Outlook and conclusions

Although our meta-analyses examined the nutritional benefits of only two species of microalgae, these represent the main ones, and were the only ones with enough quantitative data on nutritional benefits. The results indicate that inclusion of Spirulina in the fish diet improves specific growth rate overall, while replacement of fish or plant oil with Schizochytrium oil is possible without loss of omega-3 content in the fish fillet in the majority of studies and species examined. However, the results were very heterogenous and the nutritional benefits depended on fish species, and in the case of Spirulina also on inclusion levels.

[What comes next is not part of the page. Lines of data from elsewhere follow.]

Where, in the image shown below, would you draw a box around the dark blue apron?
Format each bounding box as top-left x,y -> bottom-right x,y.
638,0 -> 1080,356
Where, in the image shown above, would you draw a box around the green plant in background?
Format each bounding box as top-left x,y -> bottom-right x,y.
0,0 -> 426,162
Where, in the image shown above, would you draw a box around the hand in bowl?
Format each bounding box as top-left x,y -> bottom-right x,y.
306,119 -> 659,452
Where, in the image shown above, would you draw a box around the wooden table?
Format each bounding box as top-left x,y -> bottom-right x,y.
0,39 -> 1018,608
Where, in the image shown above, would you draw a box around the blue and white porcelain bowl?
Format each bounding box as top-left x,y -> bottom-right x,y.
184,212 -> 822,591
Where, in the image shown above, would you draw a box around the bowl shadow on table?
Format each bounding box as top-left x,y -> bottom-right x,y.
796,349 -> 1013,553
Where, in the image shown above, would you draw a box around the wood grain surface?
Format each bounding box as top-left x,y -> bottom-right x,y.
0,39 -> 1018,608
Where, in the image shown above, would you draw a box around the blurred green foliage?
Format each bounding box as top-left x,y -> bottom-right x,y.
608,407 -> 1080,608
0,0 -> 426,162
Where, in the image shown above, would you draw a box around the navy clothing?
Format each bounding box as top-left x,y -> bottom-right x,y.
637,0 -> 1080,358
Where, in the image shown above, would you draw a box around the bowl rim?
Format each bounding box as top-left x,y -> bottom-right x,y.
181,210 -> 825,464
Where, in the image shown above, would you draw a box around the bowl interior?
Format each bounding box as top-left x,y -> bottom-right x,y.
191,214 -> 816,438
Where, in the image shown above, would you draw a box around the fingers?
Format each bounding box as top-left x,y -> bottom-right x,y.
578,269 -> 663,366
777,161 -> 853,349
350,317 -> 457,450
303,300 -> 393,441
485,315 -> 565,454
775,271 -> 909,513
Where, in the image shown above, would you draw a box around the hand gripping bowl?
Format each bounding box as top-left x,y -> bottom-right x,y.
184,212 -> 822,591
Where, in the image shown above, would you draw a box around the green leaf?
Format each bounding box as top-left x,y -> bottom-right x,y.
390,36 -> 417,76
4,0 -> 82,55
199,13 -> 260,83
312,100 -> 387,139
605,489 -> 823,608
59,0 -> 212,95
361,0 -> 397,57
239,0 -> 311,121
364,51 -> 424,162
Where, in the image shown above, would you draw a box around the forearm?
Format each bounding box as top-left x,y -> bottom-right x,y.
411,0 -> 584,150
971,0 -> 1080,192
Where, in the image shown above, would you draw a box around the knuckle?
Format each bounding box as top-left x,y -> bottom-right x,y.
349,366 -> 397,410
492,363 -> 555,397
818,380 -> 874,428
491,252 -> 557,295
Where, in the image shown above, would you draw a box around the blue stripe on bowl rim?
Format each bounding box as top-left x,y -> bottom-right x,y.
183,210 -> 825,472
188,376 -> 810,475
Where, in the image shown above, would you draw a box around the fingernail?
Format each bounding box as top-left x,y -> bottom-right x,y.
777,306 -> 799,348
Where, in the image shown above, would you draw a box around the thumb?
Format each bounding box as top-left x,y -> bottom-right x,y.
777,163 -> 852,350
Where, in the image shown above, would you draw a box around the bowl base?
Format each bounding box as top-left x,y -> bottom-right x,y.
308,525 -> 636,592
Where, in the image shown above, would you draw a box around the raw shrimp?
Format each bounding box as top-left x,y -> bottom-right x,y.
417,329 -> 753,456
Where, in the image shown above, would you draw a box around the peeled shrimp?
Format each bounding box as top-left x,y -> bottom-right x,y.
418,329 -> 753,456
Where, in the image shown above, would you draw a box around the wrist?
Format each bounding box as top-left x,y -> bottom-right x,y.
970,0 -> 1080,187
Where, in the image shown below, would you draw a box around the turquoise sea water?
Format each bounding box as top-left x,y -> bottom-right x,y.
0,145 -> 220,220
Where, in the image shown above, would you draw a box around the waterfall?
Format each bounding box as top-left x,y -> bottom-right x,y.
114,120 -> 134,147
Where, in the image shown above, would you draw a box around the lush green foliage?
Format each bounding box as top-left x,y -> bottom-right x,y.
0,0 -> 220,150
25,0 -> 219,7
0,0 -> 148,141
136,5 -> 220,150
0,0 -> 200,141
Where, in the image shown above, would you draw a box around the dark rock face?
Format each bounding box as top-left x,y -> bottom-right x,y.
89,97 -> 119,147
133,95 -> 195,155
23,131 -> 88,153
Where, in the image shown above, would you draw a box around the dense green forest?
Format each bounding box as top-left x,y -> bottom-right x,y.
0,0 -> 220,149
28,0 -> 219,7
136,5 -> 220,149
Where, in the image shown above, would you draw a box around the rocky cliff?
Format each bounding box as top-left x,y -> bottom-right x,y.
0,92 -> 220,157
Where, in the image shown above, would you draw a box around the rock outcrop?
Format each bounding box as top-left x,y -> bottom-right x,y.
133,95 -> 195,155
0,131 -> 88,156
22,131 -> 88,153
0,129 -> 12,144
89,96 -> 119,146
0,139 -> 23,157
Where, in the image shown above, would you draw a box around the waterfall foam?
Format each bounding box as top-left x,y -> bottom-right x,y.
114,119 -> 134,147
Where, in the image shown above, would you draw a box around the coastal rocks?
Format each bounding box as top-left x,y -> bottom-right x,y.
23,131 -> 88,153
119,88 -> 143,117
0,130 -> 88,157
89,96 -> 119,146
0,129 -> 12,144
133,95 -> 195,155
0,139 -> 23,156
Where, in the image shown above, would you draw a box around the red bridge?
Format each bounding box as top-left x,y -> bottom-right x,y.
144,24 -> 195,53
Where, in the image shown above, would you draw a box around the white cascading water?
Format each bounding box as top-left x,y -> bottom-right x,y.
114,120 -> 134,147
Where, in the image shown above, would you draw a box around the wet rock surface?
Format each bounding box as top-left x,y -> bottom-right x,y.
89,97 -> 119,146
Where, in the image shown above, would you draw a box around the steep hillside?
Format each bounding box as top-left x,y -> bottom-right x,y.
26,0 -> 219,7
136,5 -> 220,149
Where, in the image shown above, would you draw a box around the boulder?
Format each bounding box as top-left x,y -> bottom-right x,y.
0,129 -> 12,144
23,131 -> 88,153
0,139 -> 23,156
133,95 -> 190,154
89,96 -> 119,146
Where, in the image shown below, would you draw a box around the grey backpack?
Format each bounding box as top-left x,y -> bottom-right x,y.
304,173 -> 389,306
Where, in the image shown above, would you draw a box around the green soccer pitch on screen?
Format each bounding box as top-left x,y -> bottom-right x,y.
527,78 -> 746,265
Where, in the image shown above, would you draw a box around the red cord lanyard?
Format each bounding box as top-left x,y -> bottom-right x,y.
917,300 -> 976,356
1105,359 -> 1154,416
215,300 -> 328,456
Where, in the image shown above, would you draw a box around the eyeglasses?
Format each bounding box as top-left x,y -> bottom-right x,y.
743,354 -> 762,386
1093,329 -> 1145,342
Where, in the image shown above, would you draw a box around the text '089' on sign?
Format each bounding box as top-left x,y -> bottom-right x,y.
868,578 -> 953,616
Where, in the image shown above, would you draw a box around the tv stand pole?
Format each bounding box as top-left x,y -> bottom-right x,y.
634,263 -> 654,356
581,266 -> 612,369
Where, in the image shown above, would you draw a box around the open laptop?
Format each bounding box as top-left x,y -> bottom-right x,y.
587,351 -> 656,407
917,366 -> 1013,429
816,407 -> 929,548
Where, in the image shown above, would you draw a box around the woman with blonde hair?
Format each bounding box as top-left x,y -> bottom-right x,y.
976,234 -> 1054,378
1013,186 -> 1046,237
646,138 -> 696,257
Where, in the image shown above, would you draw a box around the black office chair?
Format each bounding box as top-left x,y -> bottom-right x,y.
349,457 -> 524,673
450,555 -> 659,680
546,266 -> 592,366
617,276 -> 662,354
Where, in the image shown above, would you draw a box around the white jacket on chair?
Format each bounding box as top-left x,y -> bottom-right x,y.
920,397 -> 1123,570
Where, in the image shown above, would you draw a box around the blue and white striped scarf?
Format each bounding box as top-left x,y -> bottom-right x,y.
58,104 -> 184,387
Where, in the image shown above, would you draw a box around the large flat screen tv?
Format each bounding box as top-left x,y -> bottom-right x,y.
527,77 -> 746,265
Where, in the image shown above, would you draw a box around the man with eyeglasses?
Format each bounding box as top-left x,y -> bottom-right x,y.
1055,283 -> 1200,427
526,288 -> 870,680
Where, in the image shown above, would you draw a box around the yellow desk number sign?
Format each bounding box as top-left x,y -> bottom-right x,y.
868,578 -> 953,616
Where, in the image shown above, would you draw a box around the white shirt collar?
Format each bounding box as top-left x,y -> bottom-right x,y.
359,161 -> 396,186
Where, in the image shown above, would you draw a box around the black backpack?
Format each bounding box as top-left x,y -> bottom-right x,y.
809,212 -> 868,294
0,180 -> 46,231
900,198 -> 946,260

The Aquaculture industry will be worth $50.6 billion by 2026135, the main cost of which will continue to be the cost of aquafeeds136. The use of microalgae in aquafeeds is still more expensive than using fishmeal, fish oils or plant crops48 but the price of fish meal has increased more than 200% over the last two decades137. As microalgae production becomes cheaper and more efficient20, microalgal-based aquafeeds will become more competitive138. Production of Spirulina is expected to be worth $4.6 billion by 2027139, mostly driven by the nutraceutical, food and beverage segment, but also by aquaculture140. To speed the transition towards more sustainable, zero-catch aquafeeds, we recommend that feeding trials using microalgae are conducted under commercially relevant conditions and that the raw data and full rearing details are fully reported to facilitate comparative analyses.